Search code examples
celerydjango-celerycelery-task

In celery, what is the appropriate way to pass contextual metadata from sender process to worker when a task is enqueued?


When any celery task is enqueued I want to add contextual metadata the worker will be able to use.

The following code example works but I would like to have an appropriate celery-style solution.

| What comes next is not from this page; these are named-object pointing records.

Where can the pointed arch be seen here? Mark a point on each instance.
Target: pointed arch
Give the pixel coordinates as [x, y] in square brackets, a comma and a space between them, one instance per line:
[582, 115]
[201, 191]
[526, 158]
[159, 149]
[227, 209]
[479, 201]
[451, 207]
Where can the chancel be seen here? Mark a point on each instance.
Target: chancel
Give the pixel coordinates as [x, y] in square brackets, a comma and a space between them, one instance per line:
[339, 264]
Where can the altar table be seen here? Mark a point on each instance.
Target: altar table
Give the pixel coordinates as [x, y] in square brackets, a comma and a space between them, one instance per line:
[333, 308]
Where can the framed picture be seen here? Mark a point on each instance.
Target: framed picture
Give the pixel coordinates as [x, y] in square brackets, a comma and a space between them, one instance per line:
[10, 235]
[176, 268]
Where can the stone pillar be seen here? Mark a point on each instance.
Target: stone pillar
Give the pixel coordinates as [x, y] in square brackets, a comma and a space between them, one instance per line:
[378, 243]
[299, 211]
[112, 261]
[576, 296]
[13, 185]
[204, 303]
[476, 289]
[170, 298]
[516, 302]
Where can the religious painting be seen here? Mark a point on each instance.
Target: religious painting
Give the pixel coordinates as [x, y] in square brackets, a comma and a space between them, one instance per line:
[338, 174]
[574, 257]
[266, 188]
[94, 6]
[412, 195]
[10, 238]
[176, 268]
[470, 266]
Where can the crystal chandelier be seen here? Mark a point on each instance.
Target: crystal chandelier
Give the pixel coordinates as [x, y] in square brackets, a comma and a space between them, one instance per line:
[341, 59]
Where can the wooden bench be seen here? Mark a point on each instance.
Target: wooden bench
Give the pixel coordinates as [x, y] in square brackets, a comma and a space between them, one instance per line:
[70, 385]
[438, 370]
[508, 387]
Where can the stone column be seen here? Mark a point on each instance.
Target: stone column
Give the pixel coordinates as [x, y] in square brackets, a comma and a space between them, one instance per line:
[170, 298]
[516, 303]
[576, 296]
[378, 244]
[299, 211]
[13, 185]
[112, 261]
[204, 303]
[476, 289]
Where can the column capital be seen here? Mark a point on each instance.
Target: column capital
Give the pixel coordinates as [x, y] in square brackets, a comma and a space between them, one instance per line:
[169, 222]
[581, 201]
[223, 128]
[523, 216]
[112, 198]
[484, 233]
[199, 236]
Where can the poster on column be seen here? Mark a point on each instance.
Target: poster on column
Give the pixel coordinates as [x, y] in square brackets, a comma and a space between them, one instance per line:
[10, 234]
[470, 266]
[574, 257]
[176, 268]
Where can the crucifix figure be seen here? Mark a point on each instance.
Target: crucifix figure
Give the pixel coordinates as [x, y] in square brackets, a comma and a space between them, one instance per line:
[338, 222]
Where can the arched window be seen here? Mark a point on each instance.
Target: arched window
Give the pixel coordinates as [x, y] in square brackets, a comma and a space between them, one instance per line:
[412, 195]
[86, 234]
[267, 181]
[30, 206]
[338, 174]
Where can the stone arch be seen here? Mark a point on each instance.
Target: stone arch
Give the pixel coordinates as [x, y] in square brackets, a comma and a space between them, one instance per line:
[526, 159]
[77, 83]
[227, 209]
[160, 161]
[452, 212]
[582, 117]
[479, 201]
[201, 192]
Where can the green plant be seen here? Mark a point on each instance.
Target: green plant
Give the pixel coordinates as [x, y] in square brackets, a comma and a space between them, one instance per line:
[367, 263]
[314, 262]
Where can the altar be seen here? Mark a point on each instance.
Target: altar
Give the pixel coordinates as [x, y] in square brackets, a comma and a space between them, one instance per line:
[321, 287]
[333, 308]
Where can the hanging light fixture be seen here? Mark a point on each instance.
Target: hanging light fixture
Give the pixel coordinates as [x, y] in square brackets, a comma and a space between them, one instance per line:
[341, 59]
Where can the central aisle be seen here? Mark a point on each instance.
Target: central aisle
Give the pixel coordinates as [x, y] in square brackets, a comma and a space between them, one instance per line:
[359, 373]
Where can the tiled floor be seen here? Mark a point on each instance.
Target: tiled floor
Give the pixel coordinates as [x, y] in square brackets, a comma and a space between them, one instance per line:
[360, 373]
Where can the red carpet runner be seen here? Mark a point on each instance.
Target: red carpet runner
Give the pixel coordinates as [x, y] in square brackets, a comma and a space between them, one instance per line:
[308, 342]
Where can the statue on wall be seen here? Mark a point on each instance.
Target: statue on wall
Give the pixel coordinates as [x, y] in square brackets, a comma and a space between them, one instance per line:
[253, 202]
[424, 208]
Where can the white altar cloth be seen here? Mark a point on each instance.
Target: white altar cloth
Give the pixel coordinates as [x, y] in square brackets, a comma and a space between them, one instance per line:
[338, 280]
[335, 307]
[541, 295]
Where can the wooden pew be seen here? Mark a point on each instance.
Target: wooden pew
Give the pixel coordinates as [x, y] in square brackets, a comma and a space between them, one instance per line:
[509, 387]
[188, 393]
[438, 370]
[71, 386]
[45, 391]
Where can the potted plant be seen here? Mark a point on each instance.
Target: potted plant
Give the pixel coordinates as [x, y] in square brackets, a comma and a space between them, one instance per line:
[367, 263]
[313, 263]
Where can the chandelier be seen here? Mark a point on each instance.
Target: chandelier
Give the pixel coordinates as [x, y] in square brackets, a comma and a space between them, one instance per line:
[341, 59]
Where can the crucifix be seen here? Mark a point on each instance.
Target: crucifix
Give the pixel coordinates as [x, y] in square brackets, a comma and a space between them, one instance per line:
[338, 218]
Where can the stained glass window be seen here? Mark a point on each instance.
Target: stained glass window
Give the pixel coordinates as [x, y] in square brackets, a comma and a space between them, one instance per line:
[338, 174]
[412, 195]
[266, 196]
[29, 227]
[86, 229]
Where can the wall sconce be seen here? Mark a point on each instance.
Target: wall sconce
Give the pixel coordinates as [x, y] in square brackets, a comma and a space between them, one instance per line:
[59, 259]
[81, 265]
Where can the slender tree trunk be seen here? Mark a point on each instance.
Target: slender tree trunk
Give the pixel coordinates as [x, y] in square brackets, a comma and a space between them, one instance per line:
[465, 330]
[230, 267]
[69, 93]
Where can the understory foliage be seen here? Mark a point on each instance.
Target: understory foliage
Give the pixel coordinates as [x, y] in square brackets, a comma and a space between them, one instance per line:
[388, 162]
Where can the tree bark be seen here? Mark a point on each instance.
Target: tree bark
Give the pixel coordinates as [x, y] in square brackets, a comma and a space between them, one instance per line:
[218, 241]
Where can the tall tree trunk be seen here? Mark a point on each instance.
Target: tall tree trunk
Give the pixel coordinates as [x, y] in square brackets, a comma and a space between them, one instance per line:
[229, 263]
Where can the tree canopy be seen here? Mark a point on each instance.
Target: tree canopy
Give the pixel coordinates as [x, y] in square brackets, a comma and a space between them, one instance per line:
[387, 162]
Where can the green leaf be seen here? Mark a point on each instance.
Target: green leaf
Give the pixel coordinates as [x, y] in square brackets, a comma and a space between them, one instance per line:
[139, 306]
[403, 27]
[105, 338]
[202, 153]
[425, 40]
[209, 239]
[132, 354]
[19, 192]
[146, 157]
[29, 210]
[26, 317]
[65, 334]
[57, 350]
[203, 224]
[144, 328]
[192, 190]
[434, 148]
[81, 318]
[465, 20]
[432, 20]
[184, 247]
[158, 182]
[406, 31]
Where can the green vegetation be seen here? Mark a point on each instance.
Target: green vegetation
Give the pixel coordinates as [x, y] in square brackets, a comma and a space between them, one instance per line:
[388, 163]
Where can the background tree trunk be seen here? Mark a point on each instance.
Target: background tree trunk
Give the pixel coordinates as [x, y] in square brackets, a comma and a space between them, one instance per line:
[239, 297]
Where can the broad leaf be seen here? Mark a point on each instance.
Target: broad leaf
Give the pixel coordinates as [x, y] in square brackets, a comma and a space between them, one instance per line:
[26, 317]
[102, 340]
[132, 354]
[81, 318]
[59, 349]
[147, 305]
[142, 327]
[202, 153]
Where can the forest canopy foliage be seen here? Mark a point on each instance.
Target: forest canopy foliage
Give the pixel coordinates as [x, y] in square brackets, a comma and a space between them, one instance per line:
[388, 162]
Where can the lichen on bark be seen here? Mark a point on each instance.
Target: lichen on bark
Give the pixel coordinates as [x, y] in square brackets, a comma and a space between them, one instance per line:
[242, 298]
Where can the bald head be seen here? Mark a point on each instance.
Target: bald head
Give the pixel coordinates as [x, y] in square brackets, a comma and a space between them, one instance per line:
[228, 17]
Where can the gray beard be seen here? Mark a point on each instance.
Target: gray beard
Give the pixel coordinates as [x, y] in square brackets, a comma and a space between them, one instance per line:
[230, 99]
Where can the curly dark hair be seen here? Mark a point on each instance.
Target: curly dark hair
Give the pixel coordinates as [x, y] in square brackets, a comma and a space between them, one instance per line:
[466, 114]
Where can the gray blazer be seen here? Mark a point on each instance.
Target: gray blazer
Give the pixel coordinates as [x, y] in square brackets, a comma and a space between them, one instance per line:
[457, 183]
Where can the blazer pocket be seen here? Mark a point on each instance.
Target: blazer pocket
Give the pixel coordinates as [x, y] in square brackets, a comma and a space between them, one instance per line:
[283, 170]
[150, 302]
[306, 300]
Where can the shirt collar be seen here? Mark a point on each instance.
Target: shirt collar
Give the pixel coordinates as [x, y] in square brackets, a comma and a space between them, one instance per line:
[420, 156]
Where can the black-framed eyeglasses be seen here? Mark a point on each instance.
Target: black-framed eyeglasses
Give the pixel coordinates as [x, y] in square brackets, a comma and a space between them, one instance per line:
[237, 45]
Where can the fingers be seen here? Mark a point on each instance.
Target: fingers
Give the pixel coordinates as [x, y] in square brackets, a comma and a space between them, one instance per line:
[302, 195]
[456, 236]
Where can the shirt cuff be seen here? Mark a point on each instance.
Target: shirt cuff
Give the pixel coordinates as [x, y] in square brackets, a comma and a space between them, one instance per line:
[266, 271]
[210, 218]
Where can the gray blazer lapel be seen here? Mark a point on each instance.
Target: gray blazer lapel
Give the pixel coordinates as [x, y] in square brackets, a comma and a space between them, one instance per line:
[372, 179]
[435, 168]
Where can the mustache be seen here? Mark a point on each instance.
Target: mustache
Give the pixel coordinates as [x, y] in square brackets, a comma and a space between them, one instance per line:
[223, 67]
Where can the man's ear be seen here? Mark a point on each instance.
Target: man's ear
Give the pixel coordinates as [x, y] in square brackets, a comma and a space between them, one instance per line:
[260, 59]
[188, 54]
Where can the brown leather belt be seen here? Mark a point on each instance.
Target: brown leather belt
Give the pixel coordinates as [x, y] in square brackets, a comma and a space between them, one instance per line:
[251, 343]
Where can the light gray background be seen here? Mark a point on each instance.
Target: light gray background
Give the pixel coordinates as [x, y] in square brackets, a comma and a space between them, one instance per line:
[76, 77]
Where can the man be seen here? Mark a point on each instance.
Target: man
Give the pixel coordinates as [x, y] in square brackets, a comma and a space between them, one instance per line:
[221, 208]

from celery.signals import before_task_publish, task_prerun

@before_task_publish.connect
def receiver_before_task_publish(sender=None, headers=None, body=None, **kwargs):
    task_kwags = body[1]
    metadata = {"foo": "bar"}
    task_kwags['__metadata__'] = metadata

@task_prerun.connect
def receiver_task_pre_run(task_id, task, *args, **kwargs):
    metadata = kwargs['kwargs'].pop('__metadata__', {})
    # metadata == {"foo": "bar"}

Solution

  • When a task starts in the worker the content of before_task_publish's header is in the **kwargs of push_request.

    celery/app/tasks.py:1000

        def push_request(self, *args, **kwargs):
            self.request_stack.push(Context(*args, **kwargs))
    

    Something nice is done in the constructor of Context. self.__dict__.update() means we can access the values as Context(metadata={'foo': 'bar'}).metadata

    celery/app/tasks.py:99

    class Context(object)
    # ...
        def __init__(self, *args, **kwargs):
            self.update(*args, **kwargs)
    
        def update(self, *args, **kwargs):
            return self.__dict__.update(*args, **kwargs)
    

    The task context is accessible from Task's request property.

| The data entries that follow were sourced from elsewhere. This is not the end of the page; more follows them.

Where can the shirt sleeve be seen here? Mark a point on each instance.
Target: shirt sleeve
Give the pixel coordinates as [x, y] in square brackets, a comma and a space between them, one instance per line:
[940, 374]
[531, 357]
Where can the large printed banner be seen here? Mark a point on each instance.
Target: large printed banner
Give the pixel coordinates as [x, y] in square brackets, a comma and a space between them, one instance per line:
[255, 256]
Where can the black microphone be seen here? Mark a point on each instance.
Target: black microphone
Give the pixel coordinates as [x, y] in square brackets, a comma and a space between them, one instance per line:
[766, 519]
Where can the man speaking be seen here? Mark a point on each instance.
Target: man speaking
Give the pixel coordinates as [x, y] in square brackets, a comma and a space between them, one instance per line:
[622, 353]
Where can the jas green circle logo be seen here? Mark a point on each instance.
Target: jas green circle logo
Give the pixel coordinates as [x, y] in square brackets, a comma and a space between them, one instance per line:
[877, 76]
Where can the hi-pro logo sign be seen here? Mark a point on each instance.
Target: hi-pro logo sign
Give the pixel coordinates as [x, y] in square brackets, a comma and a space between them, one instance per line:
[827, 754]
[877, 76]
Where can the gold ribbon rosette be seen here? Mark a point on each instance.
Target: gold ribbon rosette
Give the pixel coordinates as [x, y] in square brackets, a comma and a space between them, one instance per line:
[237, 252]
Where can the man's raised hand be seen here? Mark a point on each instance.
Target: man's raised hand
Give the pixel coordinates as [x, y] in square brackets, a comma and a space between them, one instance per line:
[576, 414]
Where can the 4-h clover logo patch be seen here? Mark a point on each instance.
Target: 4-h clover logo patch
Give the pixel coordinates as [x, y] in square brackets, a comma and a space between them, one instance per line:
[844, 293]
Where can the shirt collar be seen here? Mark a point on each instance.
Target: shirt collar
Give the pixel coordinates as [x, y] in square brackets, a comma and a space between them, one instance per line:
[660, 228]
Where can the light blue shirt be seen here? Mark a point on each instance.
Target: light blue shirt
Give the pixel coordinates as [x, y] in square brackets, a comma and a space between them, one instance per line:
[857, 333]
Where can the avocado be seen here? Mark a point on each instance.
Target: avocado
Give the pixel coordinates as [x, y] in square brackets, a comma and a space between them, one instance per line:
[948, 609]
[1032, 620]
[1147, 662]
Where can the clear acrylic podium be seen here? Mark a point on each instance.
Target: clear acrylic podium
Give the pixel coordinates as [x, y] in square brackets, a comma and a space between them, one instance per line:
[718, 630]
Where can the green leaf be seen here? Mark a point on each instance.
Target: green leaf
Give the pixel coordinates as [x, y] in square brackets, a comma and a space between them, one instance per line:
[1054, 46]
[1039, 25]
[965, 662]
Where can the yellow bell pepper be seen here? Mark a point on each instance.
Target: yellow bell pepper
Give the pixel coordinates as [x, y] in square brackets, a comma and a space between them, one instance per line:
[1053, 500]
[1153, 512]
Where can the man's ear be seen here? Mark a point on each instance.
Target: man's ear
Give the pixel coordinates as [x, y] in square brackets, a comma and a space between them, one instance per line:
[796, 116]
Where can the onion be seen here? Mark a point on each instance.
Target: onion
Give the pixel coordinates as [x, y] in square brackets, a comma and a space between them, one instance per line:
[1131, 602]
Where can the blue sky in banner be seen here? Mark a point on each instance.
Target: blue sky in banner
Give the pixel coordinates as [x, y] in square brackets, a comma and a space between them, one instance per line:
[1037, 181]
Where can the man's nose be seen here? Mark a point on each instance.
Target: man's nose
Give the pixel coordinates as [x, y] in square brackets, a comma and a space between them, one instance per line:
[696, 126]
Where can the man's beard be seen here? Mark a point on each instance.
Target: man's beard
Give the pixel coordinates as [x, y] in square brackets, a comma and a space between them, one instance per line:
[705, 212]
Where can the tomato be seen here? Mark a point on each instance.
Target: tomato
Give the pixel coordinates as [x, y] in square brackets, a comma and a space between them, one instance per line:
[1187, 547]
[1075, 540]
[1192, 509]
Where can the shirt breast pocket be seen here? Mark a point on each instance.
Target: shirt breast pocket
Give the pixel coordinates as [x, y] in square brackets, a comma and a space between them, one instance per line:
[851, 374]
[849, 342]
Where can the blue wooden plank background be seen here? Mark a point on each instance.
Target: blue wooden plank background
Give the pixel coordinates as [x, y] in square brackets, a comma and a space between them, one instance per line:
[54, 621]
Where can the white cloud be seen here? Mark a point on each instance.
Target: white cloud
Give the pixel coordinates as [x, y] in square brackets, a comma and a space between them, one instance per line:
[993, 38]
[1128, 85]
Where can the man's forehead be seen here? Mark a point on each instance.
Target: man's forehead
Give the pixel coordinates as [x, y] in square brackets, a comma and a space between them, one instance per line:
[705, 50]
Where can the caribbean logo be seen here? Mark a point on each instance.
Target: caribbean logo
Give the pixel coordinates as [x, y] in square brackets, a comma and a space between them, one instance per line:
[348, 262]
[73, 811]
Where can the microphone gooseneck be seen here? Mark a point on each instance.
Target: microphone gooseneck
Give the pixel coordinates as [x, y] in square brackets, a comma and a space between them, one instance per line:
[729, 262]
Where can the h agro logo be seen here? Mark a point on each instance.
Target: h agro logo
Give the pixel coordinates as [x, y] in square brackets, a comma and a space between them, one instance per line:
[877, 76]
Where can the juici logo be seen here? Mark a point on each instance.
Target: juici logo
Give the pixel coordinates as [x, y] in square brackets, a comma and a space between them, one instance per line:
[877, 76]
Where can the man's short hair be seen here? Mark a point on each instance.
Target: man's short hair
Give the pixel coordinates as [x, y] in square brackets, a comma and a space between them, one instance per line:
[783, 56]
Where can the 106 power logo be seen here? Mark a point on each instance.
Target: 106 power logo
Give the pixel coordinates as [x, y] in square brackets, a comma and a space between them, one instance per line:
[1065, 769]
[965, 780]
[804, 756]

    celery/app/tasks.py:1019

    class Task(object):
    # ...
        def _get_request(self):
            """Get current request object."""
            req = self.request_stack.top
            if req is None:
                # task was not called, but some may still expect a request
                # to be there, perhaps that should be deprecated.
                if self._default_request is None:
                    self._default_request = Context()
                return self._default_request
            return req
        request = property(_get_request)
    

    Which means the final solution is simply this:

    from celery.signals import before_task_publish, task_prerun
    
    @before_task_publish.connect
    def receiver_before_task_publish(sender=None, headers=None, body=None, **kwargs):
        metadata = {"foo": "bar"}
        headers['__metadata__'] = metadata
    
    @task_prerun.connect
    def receiver_task_pre_run(task_id, task, *args, **kwargs):
        metadata = getattr(task.request, '__metadata__', {}) 
        # metadata == {"foo": "bar"}
    

    Note: task.request.__metadata__ would also work but it fails if a task was enqueued before the signals are integrated. Safer this way.